Weltmusik
Prototyp des Afropop
by Philipp KauseMory Kanté, der Eisenbahnen, Jazzfestivals und Techno-Clubs bespielte, ist im Alter von 70 Jahren gestorben.
Yé ké yé ké“ bedeutet ‚hey, super‘ in der westafrikanischen Sprache Mandinke. Hart, voller gerollter ‚r‘, trockener ‚k‘- und ‚t‘-Laute, taugt sie doch bestens als Gesangssprache für weiche Melodien aus dem Synthesizer. Mory Kanté fand damit in Israel, Indien, ganz Europa und den USA Fans.
Früh verlässt er diese Welt. Sie entspricht nicht der fröhlichen Utopie, die der Diskotheken-Barde im Song „Africa 2000“ seinerzeit, 1987, ausmalte. Er träumte vom Panafrikanismus, stellte sich euphorisch den Kontinent wie eine EU vor.
Im leichten Liebeslied „Yeke Yeke“ auf derselben CD „Akwaba Beach“ himmelt eine junge Frau einen Mann an, sie sei dessen „Prinzessin“. Vorgetragen von einem Herrn – Tradition bei den „Griots“. Sie sind fahrende Boten von Neuigkeiten sowie überlieferten Erzählungen. Die Kora diente als Hauptinstrument, eine mannshohe Harfe: Kantés Ein und Alles! Er mühte sich stets, das 21-saitige Gebilde im Flugzeug zu transportieren. Das Reisen trieb ihn an.
Als Teenager verließ er sein Land, um sich im rund 1000 Kilometer entfernten Bamako, in Mali, zum Griot „initiieren“ zu lassen und schloss sich der Rail Band an. Sie unterhielt Bahn-Fahrgäste aus Wirtschaft und Politik während der lang(sam)en Reisen durchs Savannengebiet.
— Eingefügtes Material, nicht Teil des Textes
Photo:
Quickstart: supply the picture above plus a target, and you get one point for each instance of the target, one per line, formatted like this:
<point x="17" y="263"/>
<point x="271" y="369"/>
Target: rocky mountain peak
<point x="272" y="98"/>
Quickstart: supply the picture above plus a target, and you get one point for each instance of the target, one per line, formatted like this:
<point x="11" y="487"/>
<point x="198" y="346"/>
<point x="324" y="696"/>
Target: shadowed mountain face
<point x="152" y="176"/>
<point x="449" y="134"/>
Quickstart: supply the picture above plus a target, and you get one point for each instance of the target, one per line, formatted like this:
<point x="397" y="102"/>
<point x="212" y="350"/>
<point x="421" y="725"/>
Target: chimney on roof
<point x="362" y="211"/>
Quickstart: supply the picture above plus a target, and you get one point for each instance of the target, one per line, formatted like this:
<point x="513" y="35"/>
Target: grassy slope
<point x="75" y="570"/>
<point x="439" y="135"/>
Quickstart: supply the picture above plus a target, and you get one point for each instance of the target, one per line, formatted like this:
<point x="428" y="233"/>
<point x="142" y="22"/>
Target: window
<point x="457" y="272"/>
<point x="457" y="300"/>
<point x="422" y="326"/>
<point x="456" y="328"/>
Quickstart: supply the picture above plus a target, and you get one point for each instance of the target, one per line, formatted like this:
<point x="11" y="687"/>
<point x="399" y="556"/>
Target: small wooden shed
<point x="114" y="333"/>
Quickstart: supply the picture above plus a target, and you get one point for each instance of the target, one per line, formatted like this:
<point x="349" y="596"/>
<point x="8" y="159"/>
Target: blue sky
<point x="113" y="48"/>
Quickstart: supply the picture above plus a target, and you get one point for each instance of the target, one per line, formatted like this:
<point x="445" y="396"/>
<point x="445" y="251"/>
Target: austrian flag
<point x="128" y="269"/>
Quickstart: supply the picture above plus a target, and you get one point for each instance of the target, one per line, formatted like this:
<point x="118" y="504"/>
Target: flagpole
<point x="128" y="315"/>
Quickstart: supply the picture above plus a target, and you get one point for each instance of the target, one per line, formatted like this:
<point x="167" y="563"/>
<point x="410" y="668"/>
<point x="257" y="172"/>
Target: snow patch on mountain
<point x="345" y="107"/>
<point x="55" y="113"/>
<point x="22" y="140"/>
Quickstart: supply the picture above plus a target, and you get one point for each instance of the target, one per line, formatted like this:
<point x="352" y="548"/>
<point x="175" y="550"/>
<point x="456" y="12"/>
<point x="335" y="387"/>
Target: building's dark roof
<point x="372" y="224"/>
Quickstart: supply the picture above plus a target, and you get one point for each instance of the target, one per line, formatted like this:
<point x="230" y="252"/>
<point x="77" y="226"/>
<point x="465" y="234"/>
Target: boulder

Bei dieser Combo verbrachte Kanté die Jahre 1972 bis 76. Deren längste Nummer umfasste 28 Minuten, „Soundiata“. Im Stück „Armée Malienne“ huldigte die Band der Militärdiktatur, damals im Grenzstreit mit Burkina Faso. Kanté stieg aus, emigrierte erneut, zog ohne gültige Papiere in den Künstler-Untergrund von Paris, wagte eine Tournee nach Italien, wo sein Stil den Italo-Disco-Nerv traf.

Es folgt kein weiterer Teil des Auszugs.